Charles Foster – It was predictable and depressing. Every year on December 1, West Papuan tribesmen, wearing penis gourds and cowrie necklaces, try to raise the Morning Star flag that signifies their independence from Indonesia. And every year the Indonesian police and army, commanded by men who won their spurs in East Timor, beat them and shoot them.
West Papua, formerly Irian Jaya, is a forgotten jungle province, a long way in every sense from the rest of the world. It is the easternmost province in the Indonesian archipelago. After the Second World War the Dutch East Indies were in turmoil. The Dutch reluctantly relinquished Irian Jaya, and then came one of the great scandals of international law.
Indonesia agreed that there would be a referendum of all of West Papuan people. The Western world smiled: this was language it liked. But Indonesia changed the rules. Under the eyes of the UN, it selected just over a thousand representatives of the population, and by various forms of coercion forced them to vote for integration with Indonesia. This resulted in the ironically named Act of Free Choice of 1969. The UN, happy to wash its hands of a troublesome problem, and unwilling to take on a powerful and aggressive Indonesian government, endorsed the Act.
The Act of Free Choice is a bad joke. No objective commentator has said with a straight face that it represents the will of the people. West Papuans are Christian or shamanic Melanesians. They have nothing in common with the Indonesians. For the Indonesians, West Papua is literally a goldmine. The vast Freeport mine pays a lot of Indonesian bills. The colossal American interests in Freeport no doubt mute the voice of international outrage.
West Papua highlights the impotence of international lawyers. Last year I sat in the Temple sifting through documents about the imprisonment, on transparently trumped up charges, of Benny Wenda, a West Papuan leader. He had been beaten, tortured and threatened with death. I was asked to advise. The answer was that the law could do nothing.

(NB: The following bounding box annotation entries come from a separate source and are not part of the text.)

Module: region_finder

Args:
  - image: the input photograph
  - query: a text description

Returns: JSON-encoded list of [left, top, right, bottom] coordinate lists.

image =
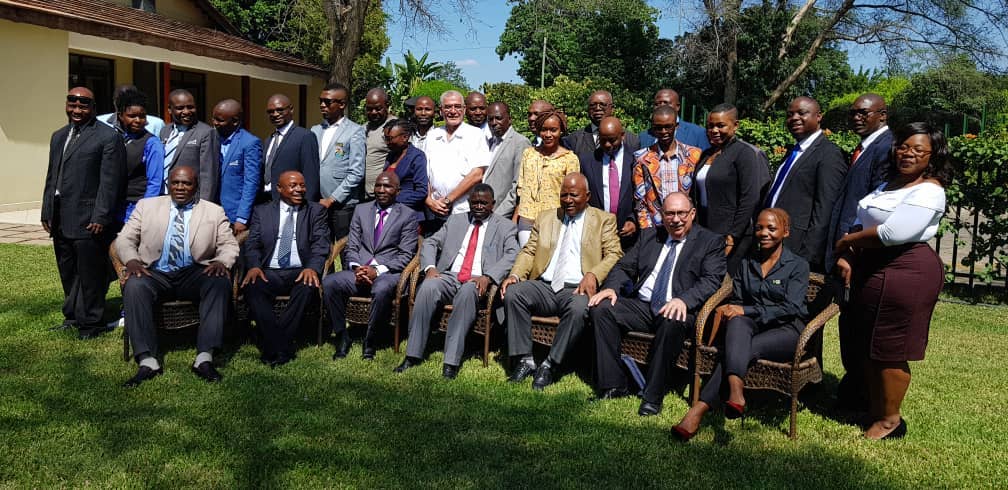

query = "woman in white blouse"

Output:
[[837, 122, 951, 440]]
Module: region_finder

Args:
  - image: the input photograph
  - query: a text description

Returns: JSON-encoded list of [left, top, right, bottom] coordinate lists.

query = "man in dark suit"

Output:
[[589, 193, 726, 416], [41, 87, 125, 339], [258, 94, 320, 203], [160, 89, 221, 203], [242, 170, 330, 367], [395, 183, 518, 379], [212, 99, 262, 235], [762, 97, 847, 272], [579, 117, 640, 249], [323, 171, 418, 360]]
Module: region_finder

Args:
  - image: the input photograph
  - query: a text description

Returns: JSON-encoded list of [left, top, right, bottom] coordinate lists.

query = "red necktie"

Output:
[[459, 221, 480, 282]]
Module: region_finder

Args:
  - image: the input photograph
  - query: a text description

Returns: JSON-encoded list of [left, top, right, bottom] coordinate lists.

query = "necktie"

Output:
[[276, 207, 294, 269], [168, 206, 185, 271], [764, 145, 801, 208], [459, 221, 482, 282], [651, 240, 679, 316], [609, 155, 620, 215]]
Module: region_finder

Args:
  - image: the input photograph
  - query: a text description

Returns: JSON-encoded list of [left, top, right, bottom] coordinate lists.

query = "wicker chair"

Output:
[[692, 273, 840, 439], [319, 237, 423, 348]]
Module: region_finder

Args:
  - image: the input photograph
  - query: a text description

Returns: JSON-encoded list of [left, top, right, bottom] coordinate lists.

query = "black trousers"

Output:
[[245, 269, 319, 358], [591, 297, 695, 403]]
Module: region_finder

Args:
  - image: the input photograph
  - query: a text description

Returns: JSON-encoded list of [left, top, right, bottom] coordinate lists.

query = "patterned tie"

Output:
[[276, 207, 294, 269], [459, 221, 482, 282], [651, 240, 679, 316]]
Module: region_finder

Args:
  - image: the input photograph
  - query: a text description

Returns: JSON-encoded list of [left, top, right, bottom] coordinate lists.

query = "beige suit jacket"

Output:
[[115, 196, 238, 268], [511, 207, 623, 284]]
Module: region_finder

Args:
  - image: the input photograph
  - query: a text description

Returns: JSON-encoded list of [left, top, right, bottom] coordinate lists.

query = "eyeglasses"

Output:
[[67, 95, 95, 106]]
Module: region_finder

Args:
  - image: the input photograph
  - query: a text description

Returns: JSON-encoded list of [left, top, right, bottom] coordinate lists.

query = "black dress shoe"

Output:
[[532, 365, 553, 391], [392, 356, 420, 374], [123, 366, 164, 388], [190, 361, 221, 383], [637, 400, 661, 416], [507, 362, 535, 383], [442, 364, 459, 379]]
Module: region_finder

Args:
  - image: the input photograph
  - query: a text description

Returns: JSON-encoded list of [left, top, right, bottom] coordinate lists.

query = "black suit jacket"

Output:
[[243, 200, 330, 274], [41, 119, 126, 239], [774, 134, 847, 272], [603, 224, 728, 313], [260, 124, 322, 203]]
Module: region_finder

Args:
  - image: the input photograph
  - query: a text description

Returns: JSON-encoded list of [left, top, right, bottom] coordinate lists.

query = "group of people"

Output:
[[42, 83, 949, 440]]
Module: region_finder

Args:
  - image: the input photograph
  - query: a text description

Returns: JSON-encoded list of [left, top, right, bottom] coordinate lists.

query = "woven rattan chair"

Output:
[[692, 272, 840, 439], [319, 237, 423, 348]]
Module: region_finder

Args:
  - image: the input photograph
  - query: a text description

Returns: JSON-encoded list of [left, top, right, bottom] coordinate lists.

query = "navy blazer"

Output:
[[221, 128, 262, 223], [242, 200, 330, 275]]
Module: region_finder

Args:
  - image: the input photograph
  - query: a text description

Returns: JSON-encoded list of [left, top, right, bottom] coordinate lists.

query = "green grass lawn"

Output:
[[0, 245, 1008, 489]]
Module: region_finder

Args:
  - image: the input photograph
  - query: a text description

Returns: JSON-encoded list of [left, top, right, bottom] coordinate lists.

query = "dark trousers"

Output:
[[504, 279, 588, 364], [245, 269, 319, 358], [322, 270, 399, 347], [591, 297, 694, 403], [123, 264, 231, 359], [700, 317, 800, 407]]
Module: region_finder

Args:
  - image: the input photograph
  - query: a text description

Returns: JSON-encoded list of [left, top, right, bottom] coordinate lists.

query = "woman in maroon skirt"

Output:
[[837, 122, 951, 440]]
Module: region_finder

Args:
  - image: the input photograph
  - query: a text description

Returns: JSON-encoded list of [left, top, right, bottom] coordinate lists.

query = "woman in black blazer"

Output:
[[691, 104, 770, 270]]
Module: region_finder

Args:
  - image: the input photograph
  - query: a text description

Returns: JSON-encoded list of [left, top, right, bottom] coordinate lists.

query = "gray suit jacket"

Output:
[[160, 121, 221, 203], [420, 213, 518, 284], [483, 126, 532, 218]]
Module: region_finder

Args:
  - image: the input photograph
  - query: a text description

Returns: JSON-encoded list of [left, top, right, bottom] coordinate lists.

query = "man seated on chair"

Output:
[[589, 193, 727, 416], [501, 172, 623, 390], [395, 183, 518, 379], [242, 170, 330, 367], [323, 170, 418, 360], [114, 165, 238, 387]]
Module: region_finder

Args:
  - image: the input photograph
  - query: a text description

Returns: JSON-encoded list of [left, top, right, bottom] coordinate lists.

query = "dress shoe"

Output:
[[442, 364, 459, 379], [507, 362, 535, 383], [190, 361, 221, 383], [532, 365, 553, 391], [123, 366, 164, 388], [392, 356, 420, 374], [637, 400, 661, 416]]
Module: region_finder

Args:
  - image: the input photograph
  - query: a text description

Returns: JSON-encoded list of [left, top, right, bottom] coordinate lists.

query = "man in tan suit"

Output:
[[501, 173, 623, 390], [114, 165, 238, 387]]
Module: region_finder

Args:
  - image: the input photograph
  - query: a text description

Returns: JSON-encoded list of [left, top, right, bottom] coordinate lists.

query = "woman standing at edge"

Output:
[[837, 122, 952, 440]]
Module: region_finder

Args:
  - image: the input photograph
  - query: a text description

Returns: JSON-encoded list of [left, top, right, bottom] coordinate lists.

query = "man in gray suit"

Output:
[[160, 89, 221, 203], [323, 171, 417, 360], [311, 83, 365, 240], [483, 102, 532, 219], [395, 183, 518, 379]]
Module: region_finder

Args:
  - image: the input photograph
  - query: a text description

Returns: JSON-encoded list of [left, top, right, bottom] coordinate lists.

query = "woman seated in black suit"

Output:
[[672, 208, 808, 441]]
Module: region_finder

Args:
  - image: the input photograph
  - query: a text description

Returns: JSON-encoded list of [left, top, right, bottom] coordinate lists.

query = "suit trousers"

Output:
[[592, 297, 694, 403], [245, 268, 319, 358], [123, 264, 231, 359], [322, 270, 400, 347], [504, 279, 588, 365], [700, 317, 801, 407], [406, 272, 480, 366]]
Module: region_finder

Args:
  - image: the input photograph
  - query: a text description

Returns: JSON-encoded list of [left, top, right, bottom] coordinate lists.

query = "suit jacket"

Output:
[[41, 120, 126, 239], [825, 129, 892, 270], [160, 121, 221, 203], [420, 213, 518, 284], [312, 118, 374, 206], [114, 196, 238, 268], [483, 126, 532, 218], [221, 128, 262, 223], [345, 201, 417, 272], [511, 207, 623, 283], [260, 124, 320, 203], [774, 134, 850, 272], [604, 223, 728, 313], [242, 200, 330, 274]]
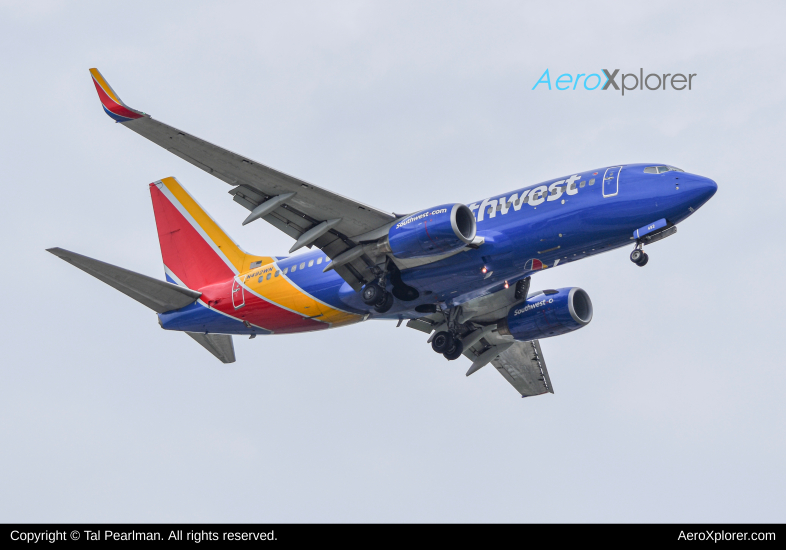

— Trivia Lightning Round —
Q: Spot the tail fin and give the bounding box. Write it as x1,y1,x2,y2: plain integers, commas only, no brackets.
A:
150,178,274,289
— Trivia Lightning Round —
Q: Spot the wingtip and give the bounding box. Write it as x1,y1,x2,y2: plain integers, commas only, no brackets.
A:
90,68,145,122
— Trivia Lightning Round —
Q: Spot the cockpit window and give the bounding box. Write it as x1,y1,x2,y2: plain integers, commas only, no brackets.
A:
644,166,685,174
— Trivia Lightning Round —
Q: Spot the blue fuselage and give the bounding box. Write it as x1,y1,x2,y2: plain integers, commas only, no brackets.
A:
270,164,718,318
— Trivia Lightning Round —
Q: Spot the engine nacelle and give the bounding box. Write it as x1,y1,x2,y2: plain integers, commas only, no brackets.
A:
388,204,477,259
497,287,592,341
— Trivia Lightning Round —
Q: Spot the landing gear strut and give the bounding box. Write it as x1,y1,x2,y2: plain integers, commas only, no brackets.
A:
362,283,393,313
429,307,464,361
431,330,464,361
630,243,650,267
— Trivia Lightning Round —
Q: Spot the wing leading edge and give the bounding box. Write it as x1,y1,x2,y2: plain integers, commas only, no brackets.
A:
90,69,396,290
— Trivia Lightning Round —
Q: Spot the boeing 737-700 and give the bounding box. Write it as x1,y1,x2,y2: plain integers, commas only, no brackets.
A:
49,69,717,397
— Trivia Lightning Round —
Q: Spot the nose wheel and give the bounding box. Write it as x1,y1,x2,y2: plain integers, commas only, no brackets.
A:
630,249,650,267
431,331,464,361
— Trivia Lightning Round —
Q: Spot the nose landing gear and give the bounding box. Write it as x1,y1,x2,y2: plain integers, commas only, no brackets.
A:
431,331,464,361
630,243,650,267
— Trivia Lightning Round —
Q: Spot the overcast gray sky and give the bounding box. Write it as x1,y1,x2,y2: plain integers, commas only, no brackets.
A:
0,0,786,522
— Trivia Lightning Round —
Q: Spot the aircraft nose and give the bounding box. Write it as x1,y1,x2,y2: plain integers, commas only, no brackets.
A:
700,177,718,203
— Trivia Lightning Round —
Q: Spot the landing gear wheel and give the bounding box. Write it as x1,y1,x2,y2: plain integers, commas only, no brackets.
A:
636,252,650,267
431,330,453,353
442,338,464,361
362,283,385,306
374,292,393,313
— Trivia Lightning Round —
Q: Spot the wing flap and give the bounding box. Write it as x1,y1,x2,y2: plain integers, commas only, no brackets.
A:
47,248,202,313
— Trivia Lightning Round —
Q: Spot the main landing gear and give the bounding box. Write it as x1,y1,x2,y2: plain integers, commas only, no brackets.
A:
429,307,464,361
630,243,650,267
431,330,464,361
362,283,393,313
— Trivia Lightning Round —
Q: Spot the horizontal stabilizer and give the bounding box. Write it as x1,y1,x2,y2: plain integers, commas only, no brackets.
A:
186,332,235,363
491,340,554,397
47,248,201,312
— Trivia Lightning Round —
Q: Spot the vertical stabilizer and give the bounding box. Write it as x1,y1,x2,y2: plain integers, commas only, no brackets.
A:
150,178,274,289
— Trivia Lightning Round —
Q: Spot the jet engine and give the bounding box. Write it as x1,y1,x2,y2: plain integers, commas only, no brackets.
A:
497,287,592,341
387,204,477,259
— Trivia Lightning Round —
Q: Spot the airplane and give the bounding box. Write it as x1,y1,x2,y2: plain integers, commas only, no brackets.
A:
48,69,718,397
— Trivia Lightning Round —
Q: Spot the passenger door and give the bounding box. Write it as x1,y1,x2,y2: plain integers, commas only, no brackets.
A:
603,166,622,197
232,277,246,309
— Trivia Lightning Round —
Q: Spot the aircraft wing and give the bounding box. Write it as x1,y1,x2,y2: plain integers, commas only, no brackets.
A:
90,69,396,290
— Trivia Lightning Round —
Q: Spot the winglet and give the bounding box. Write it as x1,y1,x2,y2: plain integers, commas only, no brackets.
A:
90,69,148,122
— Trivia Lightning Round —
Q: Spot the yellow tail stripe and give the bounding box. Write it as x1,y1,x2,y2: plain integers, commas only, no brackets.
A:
244,263,362,326
161,178,274,273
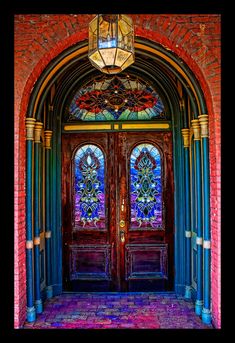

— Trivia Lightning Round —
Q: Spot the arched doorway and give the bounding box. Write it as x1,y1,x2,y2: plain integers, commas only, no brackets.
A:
26,39,213,326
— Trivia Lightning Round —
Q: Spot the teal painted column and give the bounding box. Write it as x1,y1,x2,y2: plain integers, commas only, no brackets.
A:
198,114,211,324
34,122,43,313
191,119,203,316
181,129,192,299
44,130,53,298
25,118,36,322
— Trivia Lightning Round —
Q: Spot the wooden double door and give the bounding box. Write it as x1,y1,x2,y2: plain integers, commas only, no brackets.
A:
62,132,174,291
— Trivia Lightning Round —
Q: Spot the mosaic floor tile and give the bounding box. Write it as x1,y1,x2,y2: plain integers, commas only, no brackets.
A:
24,293,212,329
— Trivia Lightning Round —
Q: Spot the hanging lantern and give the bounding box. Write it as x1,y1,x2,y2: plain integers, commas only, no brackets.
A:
88,14,135,74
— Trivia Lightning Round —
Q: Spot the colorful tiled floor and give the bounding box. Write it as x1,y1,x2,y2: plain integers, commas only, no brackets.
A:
24,293,212,329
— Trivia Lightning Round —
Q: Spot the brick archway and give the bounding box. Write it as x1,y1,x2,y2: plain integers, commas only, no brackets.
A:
15,15,220,327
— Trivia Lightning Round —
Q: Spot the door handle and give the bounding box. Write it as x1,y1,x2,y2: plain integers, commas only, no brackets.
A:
120,230,125,243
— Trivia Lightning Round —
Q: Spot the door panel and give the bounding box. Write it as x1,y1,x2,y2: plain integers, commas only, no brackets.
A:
62,132,173,291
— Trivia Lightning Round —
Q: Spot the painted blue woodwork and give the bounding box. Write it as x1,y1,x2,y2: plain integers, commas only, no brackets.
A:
184,147,191,299
194,140,203,315
45,149,52,298
34,142,42,313
202,137,211,324
26,140,36,322
172,111,185,296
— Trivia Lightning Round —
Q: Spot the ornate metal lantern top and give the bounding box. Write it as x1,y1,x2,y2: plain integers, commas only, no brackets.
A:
88,14,135,74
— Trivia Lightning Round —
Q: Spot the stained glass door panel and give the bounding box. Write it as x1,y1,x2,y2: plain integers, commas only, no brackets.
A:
62,131,173,291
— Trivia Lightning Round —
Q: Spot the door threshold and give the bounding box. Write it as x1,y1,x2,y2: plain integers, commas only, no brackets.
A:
62,291,176,295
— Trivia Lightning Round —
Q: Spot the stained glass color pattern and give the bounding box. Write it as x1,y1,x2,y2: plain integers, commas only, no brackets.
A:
74,144,105,229
67,74,166,121
130,144,162,229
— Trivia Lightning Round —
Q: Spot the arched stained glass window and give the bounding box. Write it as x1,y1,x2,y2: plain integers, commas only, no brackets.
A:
130,143,162,229
66,73,166,122
74,144,105,229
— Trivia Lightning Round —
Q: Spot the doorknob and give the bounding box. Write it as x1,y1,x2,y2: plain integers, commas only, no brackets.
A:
120,230,125,243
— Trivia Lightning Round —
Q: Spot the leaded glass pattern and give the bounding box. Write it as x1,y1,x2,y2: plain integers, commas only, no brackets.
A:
74,144,105,229
130,143,162,229
67,73,166,122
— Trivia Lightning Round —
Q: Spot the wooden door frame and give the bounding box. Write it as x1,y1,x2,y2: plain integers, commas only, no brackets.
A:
27,37,207,295
61,129,175,290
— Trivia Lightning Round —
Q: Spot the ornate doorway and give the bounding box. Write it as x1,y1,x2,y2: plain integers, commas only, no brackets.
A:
62,132,173,291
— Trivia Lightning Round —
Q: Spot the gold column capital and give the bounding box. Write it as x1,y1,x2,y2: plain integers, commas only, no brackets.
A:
34,121,43,143
44,130,52,149
191,119,201,141
25,118,36,141
198,114,209,138
181,129,190,148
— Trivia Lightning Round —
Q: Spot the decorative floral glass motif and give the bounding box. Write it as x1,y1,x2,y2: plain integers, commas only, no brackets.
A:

Indonesia has signed up to none of the relevant international treaties, and even if it had there was unlikely to be any chance of redress. Diplomacy was pointless too: even if the Foreign and Commonwealth Office could be persuaded to make itself unpopular, Indonesia's contempt for diplomatic overtures was notorious. I could write a letter to a tired official in Jakarta, who would file it in the bin.
On a wider front the impotence was just as complete. If international law means anything, it should mean that the Act of Free Choice is void and the occupation of West Papua unlawful. But one quickly learns cynicism. The real law of nations is the law of realpolitik. If you are big, rich and well armed, you write the law books. Ask Iraq. Ask the men in Guantanamo Bay. Ask the shareholders in the Freeport mine, who could redraft Indonesia's policy towards West Papua if they chose to. If you are big and say that a pre-emptive strike to effect a regime change is the law, that's fine. If you are not, you get pre-emptively struck to teach you a law lesson.
The big obstacle to change in the international human rights arena is the notion of national sovereignty. We are wedded to it. It is a nice idea for nice nations to cherish, but it is usually deployed as a keep-out-of-jail card (and a keep-dissenters-in-jail card) by nastier places. There is little point in having voluntary rules that are subscribed to only by the people who do not need to subscribe to them. Universal justiciability, independent of signatures on treaties, has to come. There are two options.
You can have legally unregulated colonial wars waged by big nations on the pretext of maintaining the very norms of international law that those wars breach; or you can ignore the violations and, according to your taste, either wring your hands in helpless anguish or get on with pretending that the world is a cosy place.
The real challenge for people involved in international human rights and the related questions of public international law is to keep hopeful. It is not easy. Benny Wenda, despairing of legal process, bypassed the law.
He escaped, and after being hunted through the highlands of Papua New Guinea found his way to Heathrow. Similarly, if the international community just stands by, the oppressed will seek their own way. Those efforts could be bloody. Anyone who cares about peace, people or just the good name of the law should try to make real the dreamers' hopes of international justice.